👩‍💻 chrismanbrown.gitlab.io

ten years of colemak

the keyboard layout that saved my wrists

2024-12-04

I think it was sometime around 2013 I quit using the US standard Qwerty keyboard layout and started using Colemak. So now that it has been 10 years more or less, this article is about why I decided to do that, and how I did it.

Why

My wrists hurt real bad. A constant kind of almost burning ache. Typing made it worse. Much worse. I often wore braces to immobilize my wrists, which helped some. I also eventually get a split keyboard, which helped a lot. But nothing helped quite as much as switching away from qwerty to something more ergonomic.

I had read plenty questionable articles about how Qwerty was designed to slow typists down by moving the keys farther apart. This isn’t really true. They layout was designed to prevent jammed keys.

I decided that I wanted to try a different keyboard layout. The only alternative layout I had really heard of was Dvorak. I was a little scared of it because it is so alien to Qwerty. But then I learned about Colemak, and it looked a lot more appealing because a lot of is very similar to Qwerty. Namely the ‘zxcv’ run, the “copy/paste” run, is the same. And it seem to minimize finger travel even more than Dvorak does.

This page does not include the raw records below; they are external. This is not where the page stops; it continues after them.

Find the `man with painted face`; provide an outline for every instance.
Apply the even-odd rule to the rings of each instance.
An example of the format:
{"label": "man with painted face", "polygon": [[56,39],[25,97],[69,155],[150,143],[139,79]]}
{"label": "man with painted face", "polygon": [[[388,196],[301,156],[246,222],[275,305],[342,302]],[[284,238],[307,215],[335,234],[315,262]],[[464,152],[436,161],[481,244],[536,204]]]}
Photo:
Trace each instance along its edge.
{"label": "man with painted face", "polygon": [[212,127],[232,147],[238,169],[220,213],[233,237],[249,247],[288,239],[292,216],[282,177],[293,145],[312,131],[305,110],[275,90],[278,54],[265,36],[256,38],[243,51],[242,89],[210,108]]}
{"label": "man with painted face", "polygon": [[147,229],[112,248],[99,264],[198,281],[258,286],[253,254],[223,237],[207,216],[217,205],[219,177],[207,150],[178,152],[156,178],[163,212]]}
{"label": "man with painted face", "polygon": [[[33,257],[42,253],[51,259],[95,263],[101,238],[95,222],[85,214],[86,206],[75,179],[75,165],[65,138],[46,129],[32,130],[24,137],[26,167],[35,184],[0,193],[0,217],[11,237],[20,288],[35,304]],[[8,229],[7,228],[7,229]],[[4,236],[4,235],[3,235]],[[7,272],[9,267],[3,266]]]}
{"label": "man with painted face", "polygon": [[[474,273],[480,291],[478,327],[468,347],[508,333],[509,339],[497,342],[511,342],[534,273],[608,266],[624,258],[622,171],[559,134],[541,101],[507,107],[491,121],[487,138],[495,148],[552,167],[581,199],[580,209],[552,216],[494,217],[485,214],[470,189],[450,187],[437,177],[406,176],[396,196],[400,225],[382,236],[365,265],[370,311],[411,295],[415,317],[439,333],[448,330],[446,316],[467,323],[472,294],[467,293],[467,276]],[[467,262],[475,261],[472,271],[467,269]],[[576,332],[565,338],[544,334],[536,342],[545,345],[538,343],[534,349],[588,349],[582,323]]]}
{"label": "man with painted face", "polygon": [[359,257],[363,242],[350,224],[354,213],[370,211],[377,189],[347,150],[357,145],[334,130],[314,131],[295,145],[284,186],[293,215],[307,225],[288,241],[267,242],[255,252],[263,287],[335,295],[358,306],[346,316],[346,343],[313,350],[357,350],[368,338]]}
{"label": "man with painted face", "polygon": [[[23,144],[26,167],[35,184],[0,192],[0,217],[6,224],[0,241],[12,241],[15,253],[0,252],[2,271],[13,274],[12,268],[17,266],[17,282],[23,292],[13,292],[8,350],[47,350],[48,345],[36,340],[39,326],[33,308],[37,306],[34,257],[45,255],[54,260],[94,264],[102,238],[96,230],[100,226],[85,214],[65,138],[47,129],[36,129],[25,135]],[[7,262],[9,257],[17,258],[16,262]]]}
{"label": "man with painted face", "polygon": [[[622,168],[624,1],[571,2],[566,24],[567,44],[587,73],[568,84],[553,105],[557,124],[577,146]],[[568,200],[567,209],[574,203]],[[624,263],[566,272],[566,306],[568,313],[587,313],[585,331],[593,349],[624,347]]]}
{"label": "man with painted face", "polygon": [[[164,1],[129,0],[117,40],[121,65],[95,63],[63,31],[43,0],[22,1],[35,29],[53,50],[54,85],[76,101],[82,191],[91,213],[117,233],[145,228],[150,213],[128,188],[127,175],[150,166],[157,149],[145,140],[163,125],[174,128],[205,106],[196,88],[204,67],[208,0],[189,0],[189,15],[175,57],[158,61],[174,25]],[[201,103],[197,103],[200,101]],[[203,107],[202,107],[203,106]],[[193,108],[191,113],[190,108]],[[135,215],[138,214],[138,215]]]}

Also, it is available nearly everywhere. iOS, Android, MacOS, and Linux all provide it out of the box an English keyboard variant layout. So that’s comforting.

At the time, I was using Windows. Which is the only major OS not to natively support colemak. No worries though, there is a great AutoHotKey program for it that provides the keymapping, and also shows a little image of the layout if need be. I saved the program to a shared drive, because I had a job where I floated from workstation to workstation. And I warned my coworkers how to disable it if I ever wandered off with the program still running, which happened every once in a while.

Now I have almost no wrist pain. Sometimes I have to get the old wrist brace out once every 12 - 18 months if I have been doing extended amounts of typing on the laptop. But colemak, and especially colemak on a split keyboard, has pretty much fixed my repetitive stress injury. Now if I ever have to switch back to Qwerty for some reason, I feel like my fingers are flying all over the place!

How

My strategy was to practice for a little bit just enough to get familiar with the basics. And then to switch over cold turkey. And that’s what I did!

It was very challenging to go from typing 80 - 90 wpm to typing ~20 wpm. I was working in tech literacy at the time and it was a huge level up in humility and empathy for my patrons who had no experience with computers at all and didn’t know how to type.

For years afterward, my typing tended to top out at about 60 wpm and I was fine with that. I don’t really need to type any faster than that really. And for a long time, I wondered whether my pain got better just because I slowed down. At the time of this writing, typingtest.com says my speed is 77 words per minute. Plenty fast enough as far as I’m concerned.

The first tool I used was keyzen:

https://wwwtyro.github.io/keyzen/

This does ‘kk ff kk ffff kkkk’ type drills just to teach you where the keys are.

After doing that each night for an hour or so for a couple days, I switched to type-fu.

https://type-fu.com/app

type-fu gives you full words and sentences to type. You’ll have to go into settings to set the layout to colemak and to disable sounds.

Finally, I used amphetype which allows you to provide your own text to type.

https://pypi.org/project/amphetype/

I downloaded a book from project gutenberg and typed it out.

It was about halfway through this step that I quit qwerty entirely.

I let all my coworkers know that I was going to be very slow to respond to email for the next couple weeks.

I had to refer to a visual reference quite a lot throughout each of these steps. When I wasn’t using AutoHotKey’s little heads up display, I kept an image of the layout as my computer desktop wallpaper so I could quickly glance at it with a gesture.

Mobile

For a while, I was typing colemak on desktop and qwerty on mobile.

But once I really realized that qwerty wasn’t necessary, preferable, or efficient most of the time, I really got the alt-keyboard bug. I wanted to use a keyboard specifically designed for mobile.

I used MessagEase for a while.

https://en.wikipedia.org/wiki/MessagEase

But then I decided to unify my typing experience and just use colemak everywhere.

Initially I was skeptical of the typing experience using colemak with a swiping keyboard. Colemak is so home-row oriented, won’t swiping just be a bunch of linear left and right? Turns out, in practice, yes it is! And it’s not a problem! Swiping keyboards are good at what they do.

Now

Like I said earlier, I went from terrible wrist pain to almost none at all.

The downside is that I have lost almost all of my Qwerty typing ability. This is less of an issue than you might fear because as I said earlier, you can easily pull it up almost anywhere.

Currently I use google’s gboard on iOS, and macos’s native support.

I have successfully convinced one other person that I know of to try colemak. They started using it shortly after I started, and are also still using it today.